Reproductive Biology Unit and Division of Reproductive Medicine, Department of Obstetrics & Gynecology and Cellular & Molecular Medicine, University of Ottawa; Chronic Disease Program, Ottawa Hospital Research Institute, The Ottawa Hospital (General Campus), Ottawa, ON K1H 8L6, Canada.
J Ovarian Res. 2013 May 15;6(1):36. doi: 10.1186/1757-2215-6-36.
The polycystic ovary syndrome (PCOS) is a complex and heterogeneous endocrine condition characterized by hyperandrogenism, hyperinsulinemia, insulin resistance and chronic anovulation. Regulation and interaction of a multitude of genes required for follicular development are found to be altered in PCOS. MicroRNAs (miRNAs) mediate posttranscriptional gene regulation by binding to the 3´ untranslated region of mRNAs to either inhibit or enhance translation. However, the extent and regulation of miRNA expression in PCOS is poorly understood and the current study is the first to describe altered expression of miRNAs in PCOS.
A chronically androgenized [5α-dihydrotestosterone (DHT)-treated] rat model which recapitulates many of the phenotypes of human PCOS, and miRNA PCR array was used to investigate the expression of 349 miRNAs in DHT treated rat ovaries. The ovarian expression of several selected miRNAs was also analyzed by in situ localization experiment.
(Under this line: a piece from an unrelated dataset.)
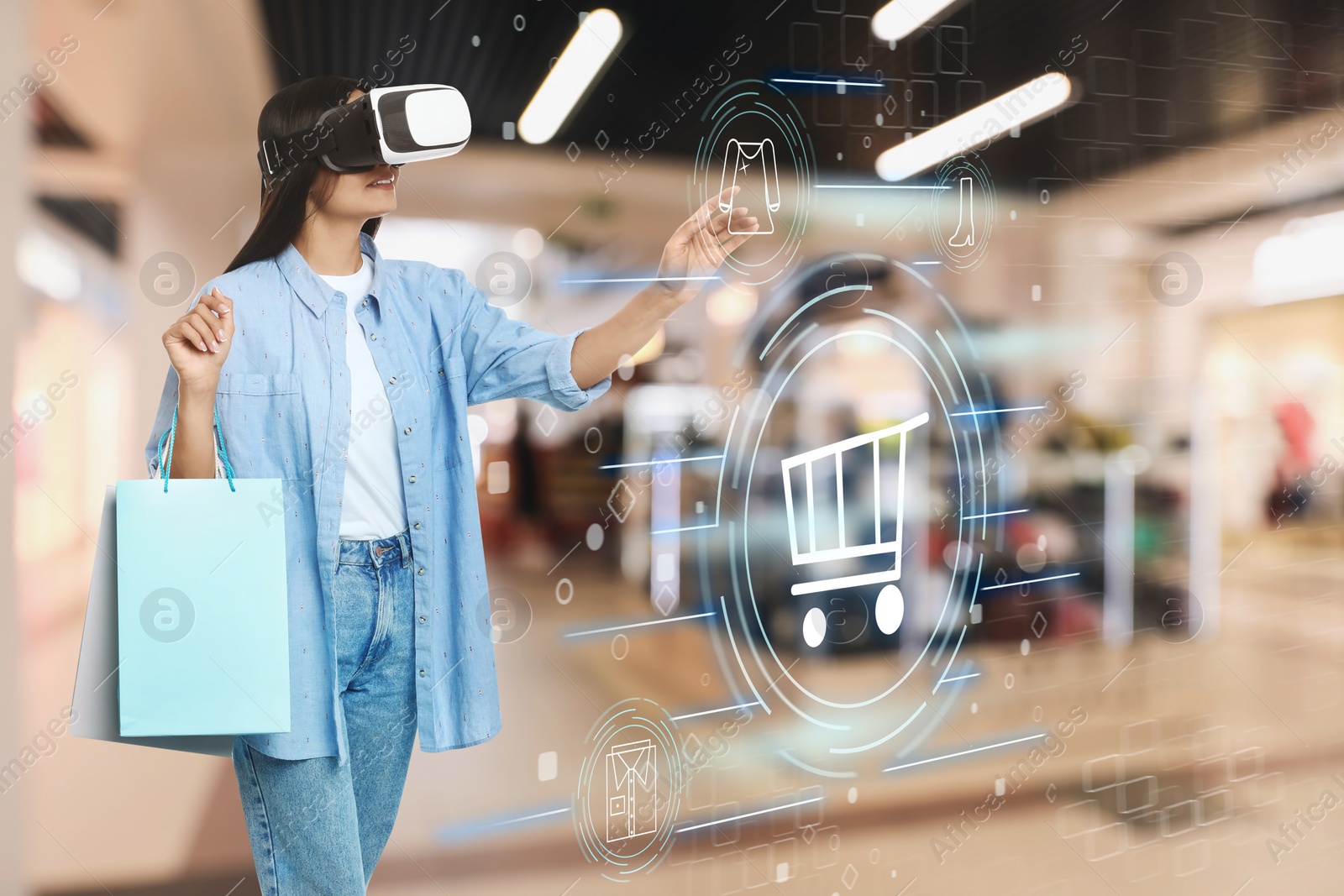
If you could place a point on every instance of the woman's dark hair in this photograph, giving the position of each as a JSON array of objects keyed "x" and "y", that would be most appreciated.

DHT-treated rats exhibit increased body weight, disrupted estrus cyclicity, decreased insulin sensitivity and decreased ovarian weight, with the latter phenomenon readily rescued by gonadotropin treatment in vivo. In general, 24% of the 349 miRNAs investigated were found to be differentially expressed between DHT-treated and control rats. Most of the differentially expressed miRNAs were found to be predominantly localized in the theca cells of the follicles. In silico analysis of the potential target genes of dysregulated miRNAs revealed their possible involvement in various pathways in the regulation of ovarian function.
Our current findings suggest that miRNAs are differentially regulated in hyperandrogenism, a condition possibly involved in the dysregulation of steroid hormone receptors and intra-ovarian factors, and that miRNAs may be involved in the etiology of PCOS.
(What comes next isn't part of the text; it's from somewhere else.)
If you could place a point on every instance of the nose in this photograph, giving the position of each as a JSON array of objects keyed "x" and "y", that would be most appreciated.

多囊卵巢综合征(PCOS)是一种复杂且异质性的内分泌疾病,其特征为高雄激素血症、高胰岛素血症、胰岛素抵抗和慢性无排卵。现已发现,多囊卵巢中卵泡发育所必需的多种基因的调控和相互作用发生改变。微小 RNA(miRNA)通过与 mRNAs 的 3´非翻译区结合来介导转录后基因调控,从而抑制或增强翻译。然而,PCOS 中 miRNA 表达的程度和调控仍知之甚少,本研究首次描述了 PCOS 中 miRNA 的表达改变。
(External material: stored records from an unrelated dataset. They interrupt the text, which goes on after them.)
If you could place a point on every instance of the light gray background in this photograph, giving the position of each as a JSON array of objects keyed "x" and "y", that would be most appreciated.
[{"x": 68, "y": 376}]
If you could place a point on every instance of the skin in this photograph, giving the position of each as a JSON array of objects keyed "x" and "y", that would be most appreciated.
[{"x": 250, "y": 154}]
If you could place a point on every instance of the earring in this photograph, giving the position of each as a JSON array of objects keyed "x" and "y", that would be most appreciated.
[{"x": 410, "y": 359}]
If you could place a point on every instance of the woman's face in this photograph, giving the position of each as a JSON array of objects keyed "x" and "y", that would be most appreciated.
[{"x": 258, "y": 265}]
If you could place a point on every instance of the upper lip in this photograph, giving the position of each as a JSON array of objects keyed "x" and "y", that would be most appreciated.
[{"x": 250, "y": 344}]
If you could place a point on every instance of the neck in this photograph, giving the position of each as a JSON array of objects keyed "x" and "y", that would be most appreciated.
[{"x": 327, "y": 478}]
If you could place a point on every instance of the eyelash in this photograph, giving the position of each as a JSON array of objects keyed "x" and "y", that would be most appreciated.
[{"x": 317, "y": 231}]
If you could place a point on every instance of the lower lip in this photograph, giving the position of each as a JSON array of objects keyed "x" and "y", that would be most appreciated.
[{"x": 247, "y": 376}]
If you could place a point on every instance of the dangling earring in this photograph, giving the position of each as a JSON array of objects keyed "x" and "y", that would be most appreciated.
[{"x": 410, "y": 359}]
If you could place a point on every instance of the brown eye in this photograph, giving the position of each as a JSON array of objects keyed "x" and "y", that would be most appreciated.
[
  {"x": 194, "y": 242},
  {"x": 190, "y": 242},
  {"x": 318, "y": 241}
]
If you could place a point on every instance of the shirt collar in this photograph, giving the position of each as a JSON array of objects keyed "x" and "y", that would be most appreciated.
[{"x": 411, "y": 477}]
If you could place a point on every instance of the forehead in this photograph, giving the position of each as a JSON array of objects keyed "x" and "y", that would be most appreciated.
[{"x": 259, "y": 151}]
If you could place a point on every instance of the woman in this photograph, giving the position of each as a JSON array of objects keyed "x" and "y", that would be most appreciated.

本研究使用慢性雄激素化[5α-二氢睾酮(DHT)处理]大鼠模型来模拟人类 PCOS 的许多表型,并使用 miRNA PCR 阵列来研究 DHT 处理大鼠卵巢中 349 种 miRNA 的表达。还通过原位定位实验分析了几种选定 miRNA 的卵巢表达。
DHT 处理的大鼠表现出体重增加、发情周期紊乱、胰岛素敏感性降低和卵巢重量降低,后者通过体内给予促性腺激素治疗很容易得到挽救。总的来说,在所研究的 349 种 miRNA 中,有 24%被发现存在于 DHT 处理的大鼠与对照组大鼠之间的差异表达。大多数差异表达的 miRNA 主要定位于卵泡的间质细胞中。对失调 miRNA 的潜在靶基因进行计算机分析表明,它们可能参与了调节卵巢功能的各种途径。
我们目前的研究结果表明,miRNA 在高雄激素血症中存在差异表达,这种情况可能与类固醇激素受体和卵巢内因子的失调有关,并且 miRNA 可能参与了 PCOS 的发病机制。